Side planks serve to work the oblique muscles, while also improving shoulder stability and lateral hip strength. This movement is a complementary exercise to traditional core exercises such as the traditional plank and the sit-up.

How to Perform

  • Start by lying on your left side.
  • Place your left forearm on the ground and stack your right foot on top of your left.
  • Lift your hips up off of the ground and contract your abdominal muscles.
  • Hold this position for 30 seconds and repeat 4 times on each side per session, resting about 30 seconds between sets.
  • Complete this exercise 2-3 times per week, along with the other exercises on this list. 

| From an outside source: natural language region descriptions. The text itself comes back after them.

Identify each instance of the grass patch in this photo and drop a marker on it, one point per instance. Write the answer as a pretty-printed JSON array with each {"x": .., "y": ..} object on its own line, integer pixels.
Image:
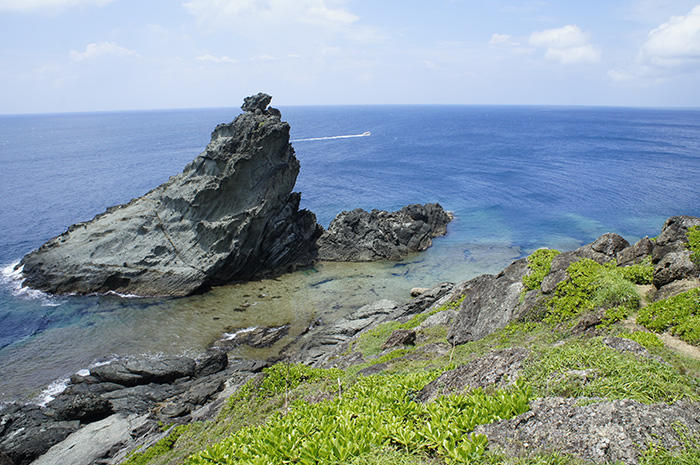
[
  {"x": 539, "y": 262},
  {"x": 375, "y": 411},
  {"x": 615, "y": 375},
  {"x": 640, "y": 273},
  {"x": 679, "y": 314},
  {"x": 591, "y": 285},
  {"x": 644, "y": 338}
]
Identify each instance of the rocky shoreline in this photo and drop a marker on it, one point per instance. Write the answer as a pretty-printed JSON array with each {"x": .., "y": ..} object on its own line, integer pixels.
[{"x": 120, "y": 405}]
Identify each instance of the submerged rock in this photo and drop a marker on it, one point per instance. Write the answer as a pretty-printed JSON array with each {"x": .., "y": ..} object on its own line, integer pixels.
[
  {"x": 230, "y": 215},
  {"x": 361, "y": 236}
]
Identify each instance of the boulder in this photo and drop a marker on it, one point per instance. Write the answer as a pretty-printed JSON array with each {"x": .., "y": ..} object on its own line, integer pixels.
[
  {"x": 400, "y": 337},
  {"x": 361, "y": 236},
  {"x": 26, "y": 432},
  {"x": 603, "y": 432},
  {"x": 84, "y": 406},
  {"x": 138, "y": 371},
  {"x": 491, "y": 302},
  {"x": 499, "y": 368},
  {"x": 229, "y": 216}
]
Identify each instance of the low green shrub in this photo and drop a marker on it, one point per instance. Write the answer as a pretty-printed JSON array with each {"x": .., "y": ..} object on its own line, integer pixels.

Seniors face many orthopedic complications as they get older, one of them being low back pain. By strengthening the muscles surrounding the spine and throughout the body, you can reduce your risk of developing back pain and other conditions commonly seen in this population. 

If you’re looking for a way to keep yourself strong and healthy as you age, look no further than the above exercise program. Once you’ve talked to your doctor and determined that you can safely exercise, try these moves out during your next workout and see how you feel! 

Works Cited

  1. Wu, A., March, L., Zheng, X., Huang, J., Wang, X., Zhao, J., Blyth, F. M., Smith, E., Buchbinder, R., & Hoy, D. (2020). Global low back pain prevalence and years lived with disability from 1990 to 2017: estimates from the Global Burden of Disease Study 2017. Annals of translational medicine8(6), 299.
  2. Hsu, S. L., Oda, H., Shirahata, S., Watanabe, M., & Sasaki, M. (2018). Effects of core strength training on core stability. Journal of physical therapy science30(8), 1014–1018.
  3. Neto, W. K., Soares, E. G., Vieira, T. L., Aguiar, R., Chola, T. A., Sampaio, V. L., & Gama, E. F. (2020). Gluteus Maximus Activation during Common Strength and Hypertrophy Exercises: A Systematic Review. Journal of sports science & medicine19(1), 195–203.